Other interpreters, inspired by the work of Leo Strauss, have instead found moral or political concerns to be primary. Ralph Lerner has pointed out the incongruity between Maimonides’ praise of solitary contemplation and his own active involvement in Jewish public affairs. Lerner offers two possible explanations : first, having attained intellectual perfection, the philosopher imitates God by his desire to perfect society. Second, prophets are a special class of philosopher who “descend to the cave” in order to govern others.[23] According to Lawrence V. Berman, imitatio Dei is identified with acting in accordance with the Aristotelian mean. Moses instantiates the ultimate perfection of man, which consists in the foundation and maintenance of political states.[24]

Still other commentators have recognized both intellectual and political aspects in imitatio Dei and seek to reconcile them. Daniel H. Frank has argued that Maimonides’ conception of the best life for man does not remove him from practical life. The imitation of God consists in knowledge of Him, but this knowledge entails action ; deeds of justice must be performed with the awareness that they are the sort of actions God does.[25] Similarly, according to Menachem Kellner, one imitates God in the fullest sense of the word by first attaining intellectual perfection and then fulfilling the dictates of the Torah, which has moral and possibly political aspects.[26]

The thesis of the present essay, that self-scrutiny is a crucial and innovative aspect of Maimonides’ ethical thought, is irrelevant to the dispute over the correct understanding of imitatio Dei and is not intended to add to the discussion.

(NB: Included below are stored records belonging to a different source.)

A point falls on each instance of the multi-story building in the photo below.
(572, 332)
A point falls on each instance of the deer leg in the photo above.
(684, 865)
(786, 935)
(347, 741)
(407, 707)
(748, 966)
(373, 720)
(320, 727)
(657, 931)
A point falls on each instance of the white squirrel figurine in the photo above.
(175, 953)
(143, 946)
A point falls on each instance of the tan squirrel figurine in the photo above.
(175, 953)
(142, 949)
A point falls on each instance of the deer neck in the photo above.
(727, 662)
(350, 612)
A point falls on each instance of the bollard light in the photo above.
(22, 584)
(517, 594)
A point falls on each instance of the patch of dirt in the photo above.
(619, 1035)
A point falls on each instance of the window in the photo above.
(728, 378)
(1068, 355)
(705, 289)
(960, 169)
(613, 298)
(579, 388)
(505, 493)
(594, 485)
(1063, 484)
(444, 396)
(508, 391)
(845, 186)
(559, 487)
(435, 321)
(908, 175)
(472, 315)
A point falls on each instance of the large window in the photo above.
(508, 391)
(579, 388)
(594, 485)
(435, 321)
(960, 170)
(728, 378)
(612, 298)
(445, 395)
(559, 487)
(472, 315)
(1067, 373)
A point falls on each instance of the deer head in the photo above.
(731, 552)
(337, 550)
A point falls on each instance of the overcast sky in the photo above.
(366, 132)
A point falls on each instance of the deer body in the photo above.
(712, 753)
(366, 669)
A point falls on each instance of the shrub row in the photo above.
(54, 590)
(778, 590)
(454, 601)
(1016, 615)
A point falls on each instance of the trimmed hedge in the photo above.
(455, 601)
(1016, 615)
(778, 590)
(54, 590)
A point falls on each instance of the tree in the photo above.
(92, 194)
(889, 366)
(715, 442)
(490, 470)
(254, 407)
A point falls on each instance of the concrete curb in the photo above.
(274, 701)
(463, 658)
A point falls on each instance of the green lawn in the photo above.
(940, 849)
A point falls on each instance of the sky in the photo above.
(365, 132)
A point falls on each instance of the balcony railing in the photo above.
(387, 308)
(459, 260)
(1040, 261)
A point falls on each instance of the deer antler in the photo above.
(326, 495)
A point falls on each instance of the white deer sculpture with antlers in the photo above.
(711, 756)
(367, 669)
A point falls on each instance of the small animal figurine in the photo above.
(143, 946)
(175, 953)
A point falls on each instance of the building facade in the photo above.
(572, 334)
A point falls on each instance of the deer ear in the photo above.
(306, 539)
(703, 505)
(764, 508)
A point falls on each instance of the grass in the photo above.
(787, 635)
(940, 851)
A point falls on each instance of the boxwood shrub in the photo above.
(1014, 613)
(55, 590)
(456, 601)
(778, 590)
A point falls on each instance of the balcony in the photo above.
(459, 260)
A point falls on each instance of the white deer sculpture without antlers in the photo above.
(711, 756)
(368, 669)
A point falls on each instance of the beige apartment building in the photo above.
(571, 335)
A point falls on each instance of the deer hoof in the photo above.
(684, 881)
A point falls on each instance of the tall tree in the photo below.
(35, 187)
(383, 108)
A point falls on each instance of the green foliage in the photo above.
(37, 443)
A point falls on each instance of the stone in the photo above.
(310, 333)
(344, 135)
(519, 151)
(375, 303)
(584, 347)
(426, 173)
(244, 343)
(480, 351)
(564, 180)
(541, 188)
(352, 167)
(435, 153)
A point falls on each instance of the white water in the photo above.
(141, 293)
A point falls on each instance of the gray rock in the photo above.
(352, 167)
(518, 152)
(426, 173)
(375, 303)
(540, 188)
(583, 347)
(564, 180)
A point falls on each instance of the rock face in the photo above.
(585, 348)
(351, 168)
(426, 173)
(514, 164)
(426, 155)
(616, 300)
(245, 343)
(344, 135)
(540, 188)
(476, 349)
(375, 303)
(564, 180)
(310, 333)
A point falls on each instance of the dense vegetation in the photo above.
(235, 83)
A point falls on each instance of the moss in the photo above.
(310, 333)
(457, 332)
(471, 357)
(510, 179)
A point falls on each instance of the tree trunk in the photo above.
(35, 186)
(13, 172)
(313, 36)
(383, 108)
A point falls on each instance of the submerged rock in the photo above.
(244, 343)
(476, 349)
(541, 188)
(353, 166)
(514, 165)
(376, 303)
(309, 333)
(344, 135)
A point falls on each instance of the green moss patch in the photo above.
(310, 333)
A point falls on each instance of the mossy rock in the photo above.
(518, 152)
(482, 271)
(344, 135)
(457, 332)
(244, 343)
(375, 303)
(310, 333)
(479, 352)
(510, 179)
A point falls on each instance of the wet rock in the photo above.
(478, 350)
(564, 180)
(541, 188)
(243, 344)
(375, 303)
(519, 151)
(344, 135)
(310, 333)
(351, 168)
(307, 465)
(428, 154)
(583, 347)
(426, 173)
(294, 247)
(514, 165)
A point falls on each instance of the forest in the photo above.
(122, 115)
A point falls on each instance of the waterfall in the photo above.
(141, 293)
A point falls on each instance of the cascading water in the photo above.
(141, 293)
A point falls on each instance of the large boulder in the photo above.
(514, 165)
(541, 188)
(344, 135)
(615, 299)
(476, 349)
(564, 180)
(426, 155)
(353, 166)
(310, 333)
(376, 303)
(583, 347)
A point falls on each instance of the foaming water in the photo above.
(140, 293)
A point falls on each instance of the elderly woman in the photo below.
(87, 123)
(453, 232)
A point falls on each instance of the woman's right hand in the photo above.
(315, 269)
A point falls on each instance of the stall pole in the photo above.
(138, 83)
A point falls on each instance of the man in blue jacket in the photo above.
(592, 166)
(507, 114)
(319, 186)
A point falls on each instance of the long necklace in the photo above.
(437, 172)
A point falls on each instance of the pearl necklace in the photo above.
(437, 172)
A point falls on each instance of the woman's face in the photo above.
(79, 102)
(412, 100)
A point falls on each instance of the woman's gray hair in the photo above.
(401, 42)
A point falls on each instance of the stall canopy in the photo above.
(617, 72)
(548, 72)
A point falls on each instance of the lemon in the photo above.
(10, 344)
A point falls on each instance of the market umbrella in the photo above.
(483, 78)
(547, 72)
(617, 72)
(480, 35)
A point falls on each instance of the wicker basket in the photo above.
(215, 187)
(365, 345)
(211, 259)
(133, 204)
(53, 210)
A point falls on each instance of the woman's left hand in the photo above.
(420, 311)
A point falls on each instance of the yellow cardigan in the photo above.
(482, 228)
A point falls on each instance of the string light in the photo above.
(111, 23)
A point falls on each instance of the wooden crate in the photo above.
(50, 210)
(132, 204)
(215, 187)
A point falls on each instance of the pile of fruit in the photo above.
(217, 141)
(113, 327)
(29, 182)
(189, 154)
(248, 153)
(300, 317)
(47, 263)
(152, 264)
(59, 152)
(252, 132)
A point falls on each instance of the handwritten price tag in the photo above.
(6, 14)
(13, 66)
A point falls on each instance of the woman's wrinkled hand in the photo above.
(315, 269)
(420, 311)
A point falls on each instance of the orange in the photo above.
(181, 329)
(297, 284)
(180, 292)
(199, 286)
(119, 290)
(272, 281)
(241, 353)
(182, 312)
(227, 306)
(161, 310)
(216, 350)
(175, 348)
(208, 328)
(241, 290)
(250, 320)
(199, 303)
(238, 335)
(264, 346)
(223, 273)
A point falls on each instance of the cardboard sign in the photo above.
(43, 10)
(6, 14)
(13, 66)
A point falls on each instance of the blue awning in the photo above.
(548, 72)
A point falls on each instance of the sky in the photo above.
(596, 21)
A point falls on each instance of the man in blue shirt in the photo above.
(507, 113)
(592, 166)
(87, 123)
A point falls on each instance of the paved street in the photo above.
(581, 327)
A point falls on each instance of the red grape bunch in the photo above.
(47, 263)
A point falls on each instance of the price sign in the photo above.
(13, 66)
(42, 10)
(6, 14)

But since self-scrutiny has a role to play in both the contemplative and the political aspects of imitatio Dei, it is a relevant consideration for both sides of the debate.

Self-scrutiny is important for the contemplative view of imitatio Dei, since it results in tranquillity of mind, which is in turn indispensable to the acquisition of the rational virtues. According to Maimonides, prophets are turned wholly towards God, (620) and “excellent” men begrudge the time when their attention is not turned to God (621-622). Those who have reached the highest state may at times seem to be occupied with their bodies or with other people, but their intellects are occupied with God. For instance, Moses and others almost like him are said to have ruled and interacted in the world “with their limbs only” while their intellects were constantly in the presence of the Lord (623-624). Again, Maimonides interprets self-scrutiny in a way that should discourage involvement with others for its own sake, yet guard against self-preoccupation and thus facilitate a turning towards God.

Similarly, self-scrutiny is important for the political interpretation of imitatio Dei. The moral qualities developed through self-scrutiny — regard for others, pity for the weak, and the avoidance of cruelty — have application to one’s relations with others, as well as to social stability more generally. Most crucially, the practice of self-scrutiny ensures that all social and political relationships are grounded in the individual’s relation to God.

Aspects of Maimonides’ analysis of self-scrutiny are likely to have influenced Spinoza, who makes self-knowledge crucial for control of the passions. However Spinoza, like Aristotle but unlike Maimonides, does not indicate that self-scrutiny has specifically religious functions. I have tried to show that a recognition of the importance of self-scrutiny is necessary for an adequate understanding of Maimonides’ ethical and religious thought. The extent to which Maimonides’ searching analysis of the importance of self-scrutiny can be understood apart from its religious aspects, and so be of relevance to the project of philosophical psychology more generally, is a topic for further study.[27]